1) The very large reduction in angina without any reduction in MI could be due to the open-label nature of the study -- since angina is a softer endpoint. It will be important to see whether beta blocker or CCB initiation was different between the two groups, which could account for this endpoint. It is unclear whether the authors are talking about angina or unstable angina.

2) The sizeable reduction in aortic aneurysm rupture is the first time any medical therapy has panned out in a randomized trial for this condition, and suggests an important role for modulation of the renin-angiotensin axis in patients with aortic aneursyms.
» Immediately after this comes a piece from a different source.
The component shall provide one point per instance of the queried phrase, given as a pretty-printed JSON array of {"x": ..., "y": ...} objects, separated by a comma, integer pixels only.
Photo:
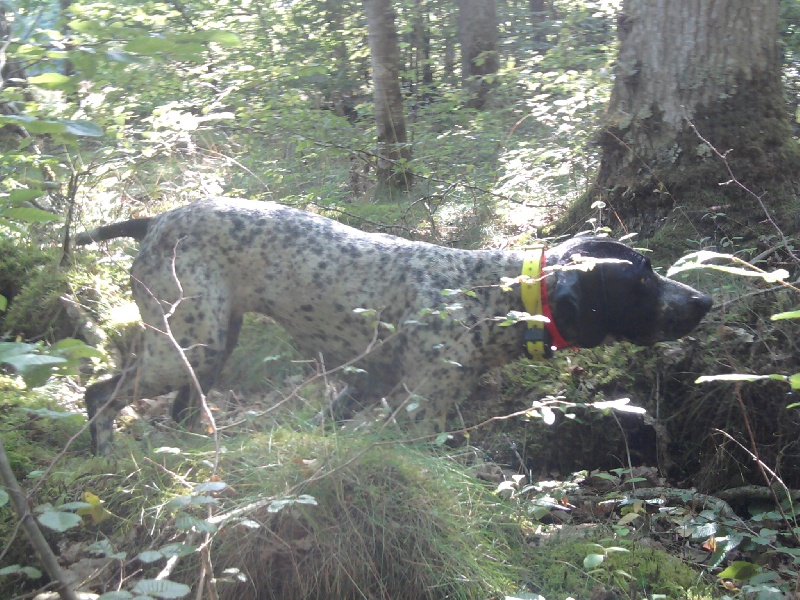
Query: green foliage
[{"x": 566, "y": 565}]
The data on this are contained on the webcast at

3) The large reduction in stroke is consistent with the results of other ARB trials such as LIFE, ACCESS, and SCOPE -- but not in keeping with negative trials for ARB's such as MOSES and VALUE (with respect to stroke prevention).

I suspect we will know more with ON-TARGET and TRANSCEND about the exact role of ARBs in vascular prevention.
# 2 of 5
September 16, 2006 10:08 (EDT)
D Hackam
webcast link
website link:

# 3 of 5
September 16, 2006 10:09 (EDT)
D Hackam
webcast link
http://www.escardio.org/knowledge/OnlineLearning/webcast/congress2006/Hot_Line_II.htm
# 4 of 5
September 18, 2006 07:53 (EDT)
Mike Hawke
arb's
I think most cardiologists reach for an ace but there is data for arb's in everyone of the same situations like dm, chf, post mi.
I often will add an arb to an ace for htn or the like.
They are better tolerated and have less angioedema.
Dan do you agree?
# 5 of 5
September 18, 2006 11:47 (EDT)
D Hackam
definitely for stroke prevention
Mike,

I think for stroke prevention, which relatively few of us treat or aim at, ARB's are as good, if not better, than any other class of therapy including thiazide diuretics and CCB's. They are also better tolerated.

For the other indications you state - I think the jury is still out. Hopefully by 2007 we will know for sure (re: ON-TARGET/TRANSCEND).